Paris (Oct. 17)
The International Conference for Jews in Arab States revealed here that Albert Attalah, a prominent Lebanese Jewish leader who was kidnapped last month in Beirut, is being detained in a Syrian prison under “particularly inhuman conditions.” The Conference, which is headed by the President of the French Senate, Alain Poher, says that “without the slightest doubt, it is obvious now that Mr. Attalah was kidnapped in Beirut in order to be taken and detained in Syria.”
According to reliable sources here, it seems that Attalah, who served as secretary general of the Council of Lebanese Jews, was suspected by the Syrians of having headed a Jewish network engaged in the rescue of Syrian Jews who wanted to flee the country. Attalah, who mysteriously disappeared from a central Beirut street on Sept. 8, was, according to these sources, kidnapped by Syrian agents. Syria has been trying for some time now to crush any Jewish attempt to help its small Jewish community flee abroad.

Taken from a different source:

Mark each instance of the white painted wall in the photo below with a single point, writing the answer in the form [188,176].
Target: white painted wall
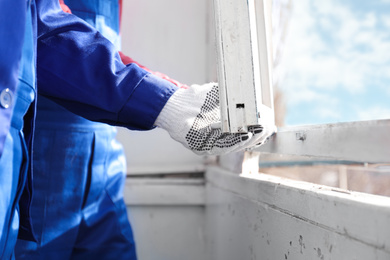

According to the same sources, Attalah, had been drugged and taken across the Lebanese-Syrian border aboard a Syrian ambulance. He has since been detained in a prison belonging to the Syrian “Deuxieme Bureau,” Syria’s official intelligence service.
Lebanese police investigations have finally managed to discover who kidnapped Attalah and where he is currently being detained. Though certain Lebanese political elements have pressed the government to make public its discoveries, Lebanon has up till now refused to do so in order not to worsen its relations with Syria. Jewish circles in Paris, which are now aware of Attalah’s fate, believe that he is held under particularly inhuman conditions in a prison on the outskirts of Damascus.
All foreign interventions on Attalah’s behalf–and there have been a number–have failed up till now to secure his release or even an improvement in the conditions of his detention. The International Conference for Jews in the Arab States also disclosed that 12 Syrian Jews, including four children are also being held by the Syrians on charges of having planned to flee the country. The Conference announced that these 12 people are also being held in particularly odious conditions though they have committed no crime according to Syrian law or constitution.